Wednesday, Timothy published a post about his vision of the evolution of the GPU in a near future. In particular, Timothy exposes the idea that future GPUs could expose a new highly flexible mechanism for job distribution based on generic hardware managed queues (FIFO) associated to kernels.
Current GPUs start threads by scheduling groups of independent jobs between dependent state changes from a master control stream (a command buffer filled by the CPU). OpenGL conditional rendering provides a starting point to on-the-fly modify the task list in this stream and DX11 seams to go further with the DispatchIndirect function that enables DX Compute grid dimensions to come directly from
device memory. The idea is that future hardware may provide generic queues that could be filed by kernels and used proactively by the hardware scheduler to set up thread blocks and route data to an available core to start new thread blocks using the kernel associated with the queue.

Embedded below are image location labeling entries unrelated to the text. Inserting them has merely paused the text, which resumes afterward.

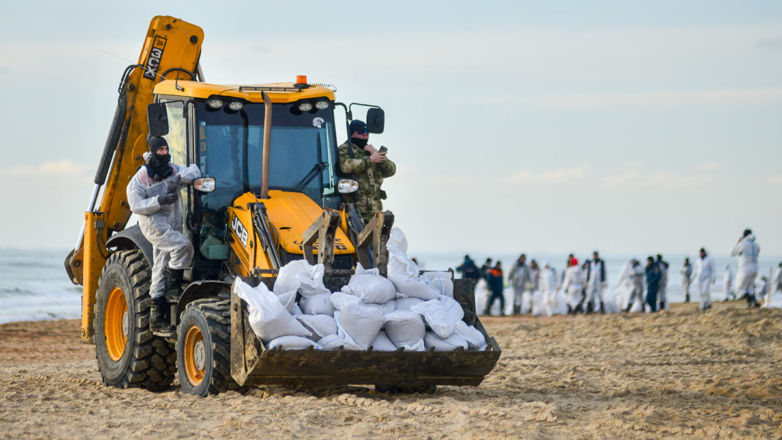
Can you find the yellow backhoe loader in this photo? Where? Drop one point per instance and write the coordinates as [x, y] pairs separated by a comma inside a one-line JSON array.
[[271, 192]]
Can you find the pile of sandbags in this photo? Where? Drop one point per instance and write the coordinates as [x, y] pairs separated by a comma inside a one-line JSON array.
[[406, 310]]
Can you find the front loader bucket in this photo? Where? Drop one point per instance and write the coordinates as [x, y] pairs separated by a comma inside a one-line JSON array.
[[253, 364]]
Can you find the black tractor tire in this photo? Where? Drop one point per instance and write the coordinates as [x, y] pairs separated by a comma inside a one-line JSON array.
[[205, 369], [146, 361]]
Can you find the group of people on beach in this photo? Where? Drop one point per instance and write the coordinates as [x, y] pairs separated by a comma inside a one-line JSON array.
[[583, 287]]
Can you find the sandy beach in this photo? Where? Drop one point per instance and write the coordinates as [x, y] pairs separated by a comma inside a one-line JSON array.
[[680, 373]]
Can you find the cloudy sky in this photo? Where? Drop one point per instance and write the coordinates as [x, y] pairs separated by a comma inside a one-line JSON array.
[[558, 126]]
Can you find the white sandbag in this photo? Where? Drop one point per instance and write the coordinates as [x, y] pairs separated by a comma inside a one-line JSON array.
[[441, 315], [404, 328], [319, 304], [359, 322], [269, 319], [333, 342], [445, 344], [319, 325], [300, 276], [288, 300], [386, 308], [440, 282], [406, 303], [403, 272], [340, 300], [382, 343], [291, 343], [370, 286], [473, 336]]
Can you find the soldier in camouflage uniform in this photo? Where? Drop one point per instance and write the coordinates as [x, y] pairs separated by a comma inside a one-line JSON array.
[[370, 167]]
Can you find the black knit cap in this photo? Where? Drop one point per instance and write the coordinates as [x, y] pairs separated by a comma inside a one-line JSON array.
[[357, 125], [156, 143]]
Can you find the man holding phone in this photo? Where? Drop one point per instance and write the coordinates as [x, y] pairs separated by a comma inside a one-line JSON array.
[[369, 165]]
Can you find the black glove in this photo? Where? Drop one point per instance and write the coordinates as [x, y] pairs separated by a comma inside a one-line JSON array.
[[166, 199]]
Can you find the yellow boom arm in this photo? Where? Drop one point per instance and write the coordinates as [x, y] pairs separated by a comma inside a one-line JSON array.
[[171, 50]]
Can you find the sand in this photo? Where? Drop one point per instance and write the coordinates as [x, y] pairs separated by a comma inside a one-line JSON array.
[[675, 374]]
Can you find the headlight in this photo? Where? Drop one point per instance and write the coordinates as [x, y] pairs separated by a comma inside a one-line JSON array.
[[205, 184], [347, 186]]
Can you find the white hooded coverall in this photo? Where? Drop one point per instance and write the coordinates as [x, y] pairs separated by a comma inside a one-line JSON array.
[[162, 224], [747, 251], [704, 276]]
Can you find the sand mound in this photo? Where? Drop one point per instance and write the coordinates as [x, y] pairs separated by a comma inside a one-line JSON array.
[[681, 373]]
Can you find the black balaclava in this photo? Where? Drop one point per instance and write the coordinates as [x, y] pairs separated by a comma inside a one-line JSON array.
[[158, 163]]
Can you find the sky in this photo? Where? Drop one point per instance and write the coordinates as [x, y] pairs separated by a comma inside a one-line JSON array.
[[560, 126]]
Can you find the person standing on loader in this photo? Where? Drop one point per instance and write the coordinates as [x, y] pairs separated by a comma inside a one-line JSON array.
[[370, 167], [152, 195]]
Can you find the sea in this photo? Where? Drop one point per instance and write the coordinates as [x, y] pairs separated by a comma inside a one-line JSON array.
[[35, 287]]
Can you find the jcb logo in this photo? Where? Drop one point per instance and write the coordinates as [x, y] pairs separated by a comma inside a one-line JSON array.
[[239, 230], [155, 55]]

Much of the work in parallel processing is related to grouping, moving and compacting or expanding data and end up to be data routing problems. This model seems to provide a very good way to handle grouping for data locality. That could allow kernels that reach a divergent point (such as branch divergence or data locality divergence) to output threads to new queues with a new domain coordinate to insure a new good grouping for continued computation. Data associated to a kernel would also be in the queue and managed in hardware, to provide very fast access to threads parameters.
This can be done using a CPU like coherent cache with a large vector processor like Larabee, but data routing becomes expensive with a coherent cache that consume transistor for a rooting that could have
been define explicitly by programer. When you attempt to do all this routing manually with dedicated local memory and high throughput global memory, it is still expensive, just less expensive. The idea of Timothy is that this mechanism could be highly hardware accelerated and could provide a big advantages to “traditional” GPUs over Larabee like more generic architectures. I really think this is the way to go for GPU to continue to provide high performances to more generic graphics rendering pipelines.
The same idea is developed on a TOG paper that will be presented at Siggraph this year. This paper present GRAMPS, a programming model that generalizes concepts from modern real-time graphics pipelines by exposing a model of execution mixing task parallelism and data parallelism containing both fixed-function and application-programmable processing stages that exchange data via queues.